We’re walking on pale, grey-blue concrete sidewalks. We pass some struggling horse chestnut saplings; leaves rusted and withered under the bright summer sun. In a few blocks, I turn uphill onto a dirt path. There are three people ahead, two coming downhill towards me: a heavyset man in jeans and a grey sweatshirt. He’s clutching his chest and struggling with his breathing. The second is a woman in a yoga outfit, purple and bright blue. The last: a child at the top of the hill in a helmet, on a bike, looking around.
I want yoga woman. I don’t care for the man. Hillside of gravel and withered stalks of grass. The child: probably waiting for his parents or waiting for a friend to race.
I sidestep the fatty as he smells past me.

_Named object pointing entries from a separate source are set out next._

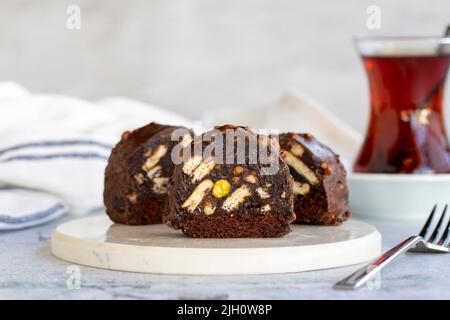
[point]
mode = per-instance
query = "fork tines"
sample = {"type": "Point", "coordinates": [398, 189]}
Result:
{"type": "Point", "coordinates": [438, 227]}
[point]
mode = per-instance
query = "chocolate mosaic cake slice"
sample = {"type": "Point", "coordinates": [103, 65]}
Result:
{"type": "Point", "coordinates": [138, 174]}
{"type": "Point", "coordinates": [321, 194]}
{"type": "Point", "coordinates": [247, 192]}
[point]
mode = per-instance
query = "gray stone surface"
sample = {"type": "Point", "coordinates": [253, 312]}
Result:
{"type": "Point", "coordinates": [29, 271]}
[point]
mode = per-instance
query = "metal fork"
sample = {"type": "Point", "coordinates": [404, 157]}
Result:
{"type": "Point", "coordinates": [419, 243]}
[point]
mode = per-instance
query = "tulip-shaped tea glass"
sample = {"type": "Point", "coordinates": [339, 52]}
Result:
{"type": "Point", "coordinates": [406, 131]}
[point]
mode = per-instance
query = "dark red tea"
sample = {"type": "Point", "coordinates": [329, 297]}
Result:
{"type": "Point", "coordinates": [406, 132]}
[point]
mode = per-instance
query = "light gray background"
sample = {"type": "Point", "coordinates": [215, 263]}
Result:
{"type": "Point", "coordinates": [196, 55]}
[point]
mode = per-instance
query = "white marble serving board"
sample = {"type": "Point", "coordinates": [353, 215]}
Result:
{"type": "Point", "coordinates": [97, 242]}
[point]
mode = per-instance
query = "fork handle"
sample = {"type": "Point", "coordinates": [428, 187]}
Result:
{"type": "Point", "coordinates": [361, 276]}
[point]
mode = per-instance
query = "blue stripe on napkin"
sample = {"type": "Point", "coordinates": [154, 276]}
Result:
{"type": "Point", "coordinates": [55, 143]}
{"type": "Point", "coordinates": [89, 155]}
{"type": "Point", "coordinates": [39, 215]}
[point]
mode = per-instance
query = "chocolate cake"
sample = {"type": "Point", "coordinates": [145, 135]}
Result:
{"type": "Point", "coordinates": [138, 174]}
{"type": "Point", "coordinates": [234, 192]}
{"type": "Point", "coordinates": [321, 194]}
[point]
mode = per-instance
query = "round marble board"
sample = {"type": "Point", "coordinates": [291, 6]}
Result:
{"type": "Point", "coordinates": [97, 242]}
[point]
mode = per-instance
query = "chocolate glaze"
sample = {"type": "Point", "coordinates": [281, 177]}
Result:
{"type": "Point", "coordinates": [130, 195]}
{"type": "Point", "coordinates": [327, 201]}
{"type": "Point", "coordinates": [255, 216]}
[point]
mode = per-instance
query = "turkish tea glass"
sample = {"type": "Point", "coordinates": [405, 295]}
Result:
{"type": "Point", "coordinates": [406, 131]}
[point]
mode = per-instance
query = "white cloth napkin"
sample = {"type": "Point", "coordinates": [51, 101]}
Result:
{"type": "Point", "coordinates": [54, 149]}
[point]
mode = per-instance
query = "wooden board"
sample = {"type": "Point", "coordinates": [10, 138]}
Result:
{"type": "Point", "coordinates": [97, 242]}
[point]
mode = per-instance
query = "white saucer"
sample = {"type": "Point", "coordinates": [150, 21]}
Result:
{"type": "Point", "coordinates": [97, 242]}
{"type": "Point", "coordinates": [397, 196]}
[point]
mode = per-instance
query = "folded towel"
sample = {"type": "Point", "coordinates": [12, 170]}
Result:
{"type": "Point", "coordinates": [54, 152]}
{"type": "Point", "coordinates": [54, 149]}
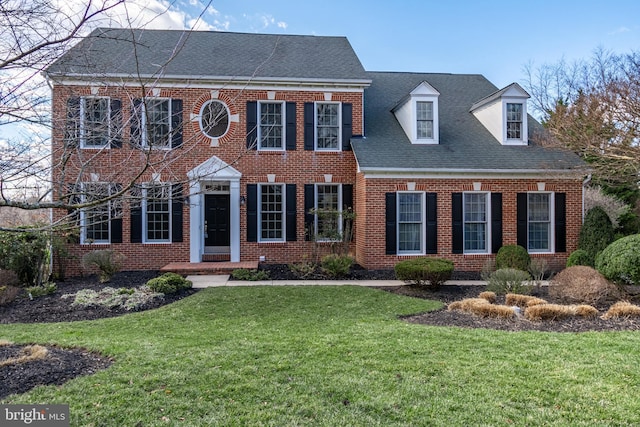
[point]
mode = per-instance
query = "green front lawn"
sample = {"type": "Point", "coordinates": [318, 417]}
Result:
{"type": "Point", "coordinates": [334, 356]}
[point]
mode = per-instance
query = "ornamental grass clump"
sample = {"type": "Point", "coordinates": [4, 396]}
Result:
{"type": "Point", "coordinates": [622, 309]}
{"type": "Point", "coordinates": [523, 301]}
{"type": "Point", "coordinates": [482, 307]}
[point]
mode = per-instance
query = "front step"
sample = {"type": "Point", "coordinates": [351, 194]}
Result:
{"type": "Point", "coordinates": [211, 268]}
{"type": "Point", "coordinates": [216, 257]}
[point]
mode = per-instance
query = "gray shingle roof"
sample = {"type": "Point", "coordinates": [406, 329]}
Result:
{"type": "Point", "coordinates": [465, 144]}
{"type": "Point", "coordinates": [206, 54]}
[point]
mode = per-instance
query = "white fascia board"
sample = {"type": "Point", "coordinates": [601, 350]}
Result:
{"type": "Point", "coordinates": [402, 173]}
{"type": "Point", "coordinates": [208, 81]}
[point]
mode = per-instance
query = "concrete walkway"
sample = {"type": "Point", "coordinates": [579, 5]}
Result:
{"type": "Point", "coordinates": [204, 281]}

I take my phone in my left hand as the woman approaches. I pretend to be in conversation and laugh into the air—smooth, Jason, smooth.

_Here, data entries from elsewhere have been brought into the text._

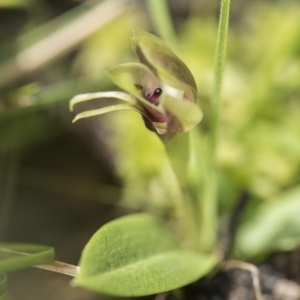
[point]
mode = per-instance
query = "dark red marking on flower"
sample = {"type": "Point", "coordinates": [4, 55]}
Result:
{"type": "Point", "coordinates": [151, 97]}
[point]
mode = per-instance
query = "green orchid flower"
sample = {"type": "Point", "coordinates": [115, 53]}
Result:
{"type": "Point", "coordinates": [161, 88]}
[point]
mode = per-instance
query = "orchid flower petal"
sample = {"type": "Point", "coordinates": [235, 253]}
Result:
{"type": "Point", "coordinates": [182, 116]}
{"type": "Point", "coordinates": [130, 75]}
{"type": "Point", "coordinates": [155, 54]}
{"type": "Point", "coordinates": [104, 110]}
{"type": "Point", "coordinates": [91, 96]}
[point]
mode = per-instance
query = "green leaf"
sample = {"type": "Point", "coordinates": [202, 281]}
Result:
{"type": "Point", "coordinates": [135, 256]}
{"type": "Point", "coordinates": [19, 256]}
{"type": "Point", "coordinates": [273, 226]}
{"type": "Point", "coordinates": [2, 286]}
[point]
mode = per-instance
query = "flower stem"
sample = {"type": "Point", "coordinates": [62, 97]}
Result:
{"type": "Point", "coordinates": [162, 21]}
{"type": "Point", "coordinates": [208, 205]}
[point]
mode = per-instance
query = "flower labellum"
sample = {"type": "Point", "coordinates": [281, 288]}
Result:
{"type": "Point", "coordinates": [160, 87]}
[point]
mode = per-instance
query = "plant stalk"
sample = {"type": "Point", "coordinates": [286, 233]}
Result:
{"type": "Point", "coordinates": [162, 21]}
{"type": "Point", "coordinates": [208, 204]}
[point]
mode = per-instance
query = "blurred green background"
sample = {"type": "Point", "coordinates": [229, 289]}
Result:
{"type": "Point", "coordinates": [59, 182]}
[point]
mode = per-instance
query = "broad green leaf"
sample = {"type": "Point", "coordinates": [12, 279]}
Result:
{"type": "Point", "coordinates": [19, 256]}
{"type": "Point", "coordinates": [136, 255]}
{"type": "Point", "coordinates": [2, 286]}
{"type": "Point", "coordinates": [275, 225]}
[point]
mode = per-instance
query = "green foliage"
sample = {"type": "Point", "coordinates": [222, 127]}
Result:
{"type": "Point", "coordinates": [17, 256]}
{"type": "Point", "coordinates": [273, 225]}
{"type": "Point", "coordinates": [136, 255]}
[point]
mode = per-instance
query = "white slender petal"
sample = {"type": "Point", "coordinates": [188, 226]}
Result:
{"type": "Point", "coordinates": [104, 110]}
{"type": "Point", "coordinates": [91, 96]}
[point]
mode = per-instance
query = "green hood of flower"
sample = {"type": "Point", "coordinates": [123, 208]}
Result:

She takes no notice. I want to get back to my video game.
At the top of the hill, Melmud is engaged-sniffing the base of a bush, pulling until his shoulder and neck bow. I see the pale-tan-green grape of a two-day tick on him, behind his right ear, gorging on his blood in microbursts. Right, I’ve got to get rid of that thing.
The sun on my neck is warm but receding. A gust of wind signals the start of evening. I look back down the hill for the woman. Her purple-and-blue disappears around the corner behind a yellow-and-orange Victorian. Chances not taken.
II.
That dog: the coat a flat sandy brown; brown as the day is long. Jason imagines the bird’s thoughts: Where is my mate? Where are my rivals? I must re-start my song.
Coffee-black-haired man coming up the hill with his eager dog. Does he know there is a dog in heat nearby? No balls: a female or tossed in a vet’s waste bin. This hill is going to topple me.
How am I going to get Gerry to exercise? Why doesn’t he like my soft hands? Is it the lavender scent of my hand cream? That dog sees my outfit as grey and darker grey. The dark-haired man steps aside for Gerry. He laughs into his phone as he passes. No sound from the other end. Pathetic.
That dog must be thinking: What’s that smell? Is it food? Now me: Where’s Johnny? We’re supposed to be exploring. I wonder what the dog can smell on the metal of my bike?
III.
Hound dog. Human. Pulling and sounds and smells. Townsend’s warbler: unrecognized. Up the unpaved, everlasting hill. Dog head down. Indifference, desire, rivalry. Decay. Ever-present hope for the future.
Physical pain for two. Visions of others, daydreams of other activities. Anywhere but here. Excreta and kicking of earth. Minor irritant, major poison.
Smelling and wondering and more anywhere-but-here. Then here. But not. Desires drifting towards the sunset.